0

Context:

I've got Python processes running on the same container and I want to be able to share a read-only key-value object between them.

I'm aware I could use something like Redis to share that info, but I'm looking for optimal solution in regards to latency as well as memory usage.

My idea was to generate a binary object on disk and open that file using mmap

Question: That brings me to my question, is there a binary format or library that would load a read-only file in ram an offer a dictionary interface, without the need to deserialize the file content? This way I could mmap the file in every process, all process would be re-using the same RAM for that file and I would be able to access the file's content with a dict-like interface?

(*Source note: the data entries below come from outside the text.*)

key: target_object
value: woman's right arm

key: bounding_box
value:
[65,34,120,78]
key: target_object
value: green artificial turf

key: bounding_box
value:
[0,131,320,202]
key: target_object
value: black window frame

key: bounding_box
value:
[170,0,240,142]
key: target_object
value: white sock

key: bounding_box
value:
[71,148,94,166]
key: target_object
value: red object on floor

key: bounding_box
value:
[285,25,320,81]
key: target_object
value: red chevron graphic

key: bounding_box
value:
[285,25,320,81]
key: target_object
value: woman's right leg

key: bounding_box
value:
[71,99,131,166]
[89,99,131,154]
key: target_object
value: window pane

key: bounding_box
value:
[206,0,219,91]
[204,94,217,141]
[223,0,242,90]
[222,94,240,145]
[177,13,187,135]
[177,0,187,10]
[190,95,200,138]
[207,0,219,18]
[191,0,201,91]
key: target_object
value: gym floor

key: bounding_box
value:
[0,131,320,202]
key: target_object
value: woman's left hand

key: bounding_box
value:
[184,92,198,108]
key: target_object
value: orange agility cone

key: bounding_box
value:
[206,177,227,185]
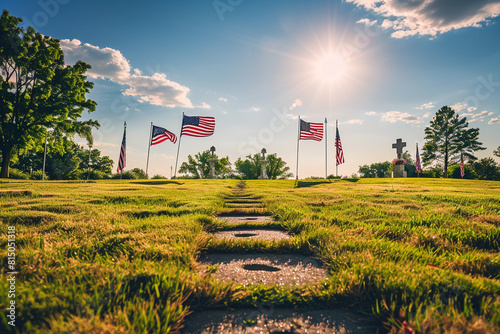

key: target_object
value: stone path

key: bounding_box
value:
[186,191,374,334]
[213,229,290,241]
[184,310,374,334]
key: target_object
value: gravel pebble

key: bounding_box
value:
[199,254,328,286]
[213,229,290,240]
[182,310,376,334]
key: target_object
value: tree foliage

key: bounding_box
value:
[234,153,293,180]
[422,106,484,177]
[358,161,391,177]
[179,150,231,179]
[12,137,113,180]
[0,10,99,177]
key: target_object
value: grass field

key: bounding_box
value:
[0,179,500,333]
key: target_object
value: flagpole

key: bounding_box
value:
[335,119,339,177]
[325,117,328,180]
[295,116,300,180]
[174,112,184,178]
[146,122,153,179]
[42,135,47,180]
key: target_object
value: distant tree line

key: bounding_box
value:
[358,106,500,180]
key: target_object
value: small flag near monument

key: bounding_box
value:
[300,120,323,141]
[415,144,422,174]
[151,125,177,145]
[181,115,215,137]
[335,123,345,166]
[116,122,127,173]
[460,154,465,179]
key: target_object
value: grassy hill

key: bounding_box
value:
[0,179,500,333]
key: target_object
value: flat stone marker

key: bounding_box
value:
[181,310,376,334]
[213,229,290,241]
[199,254,328,286]
[217,215,274,224]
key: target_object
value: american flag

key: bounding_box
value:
[300,120,323,141]
[151,125,177,145]
[415,144,422,174]
[181,115,215,137]
[116,123,127,173]
[460,154,465,179]
[335,128,345,165]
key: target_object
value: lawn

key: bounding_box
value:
[0,179,500,333]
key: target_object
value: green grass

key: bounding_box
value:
[0,179,500,333]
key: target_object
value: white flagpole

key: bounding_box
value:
[335,119,339,177]
[174,112,184,178]
[295,116,300,180]
[146,122,153,179]
[325,117,328,180]
[42,136,47,180]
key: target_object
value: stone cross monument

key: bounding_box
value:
[392,138,407,177]
[260,148,269,179]
[208,146,217,179]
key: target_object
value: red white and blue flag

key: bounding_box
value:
[460,154,465,179]
[116,122,127,173]
[300,120,323,141]
[151,125,177,145]
[335,128,345,165]
[415,144,422,174]
[181,115,215,137]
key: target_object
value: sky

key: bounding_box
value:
[2,0,500,178]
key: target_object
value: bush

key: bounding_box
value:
[30,170,48,180]
[9,168,29,180]
[448,164,477,179]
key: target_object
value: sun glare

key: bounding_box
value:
[314,53,348,83]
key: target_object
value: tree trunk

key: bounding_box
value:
[0,147,12,178]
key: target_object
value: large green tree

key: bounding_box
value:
[422,106,485,177]
[179,150,231,179]
[234,153,293,180]
[0,10,99,177]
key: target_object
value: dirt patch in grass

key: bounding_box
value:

I'm looking a file/object format for dictionaries, similar to what Parquet is to columnar storage, that could be consumed in read-only mode by python.

Damien
  • 1,944
  • 2
  • 18
  • 21
  • If it's read-only, why not just read once into a `dict` before forking to all processes in a way that they will have access to the referenced `dict`? Really though your approach has certain issues, [please refer to comments attached to the question of this thread](https://stackoverflow.com/questions/26449645/proper-mmap-use-python). – metatoaster Feb 21 '23 at 02:43
  • @metatoaster. This will work on Unix, but not on Mac. Unix uses fork() to create new processes, but Mac creates a new process. – Frank Yellin Feb 21 '23 at 03:03
  • 1
    @FrankYellin OP didn't specify Mac, though if OP really do want to share the same memory across process they might also want to consider [`multiprocessing.shared_memory`](https://docs.python.org/3/library/multiprocessing.shared_memory.html) instead. – metatoaster Feb 21 '23 at 03:09
  • Good idea @metatoaster. What limits me right now is that my processes are launched by gunicorn, so unless I fork the code and can’t the logic there. Also I mentioned the data would be immutable, but I was thinking a loading a new file every hour with the most up to date info. – Damien Feb 21 '23 at 03:11
  • 1
    Well, if `gunicorn` is already being used to launch _new_ Python processes, [this discussion](https://stackoverflow.com/questions/27240278/sharing-memory-in-gunicorn) (and all the linked threads on the side-bar) may be more relevant - you may consider having a dedicated process that will provide the data, but that's kind of replicating redis... – metatoaster Feb 21 '23 at 03:17
  • I tried to clarify the question. I'm really looking for a binary file/object storage for dictionaries/Map with a python interface. – Damien Feb 21 '23 at 13:26
  • you should use a sqlite file instead and connect to it using a regular sql client from all processes – Asad Awadia Feb 28 '23 at 03:50
  • If I understand you suggesting @AsadAwadia, you are suggesting to load the sqlite DB using https://www.sqlite.org/mmap.html to get RAM speed with no disk access ? – Damien Mar 14 '23 at 14:04
  • No. I am saying you don't need mmap at all. Just use sqlite and it will be more than sufficient for your needs. If it is not then ping me again and we can go from there – Asad Awadia Mar 15 '23 at 15:29

1 Answers1

0

If the size of the file is small - in every process slurp it into memory

Else use sqlite

My idea was to generate a binary object on disk and open that file using mmap

You should not be using mmap

Asad Awadia
  • 1,417
  • 2
  • 9
  • 15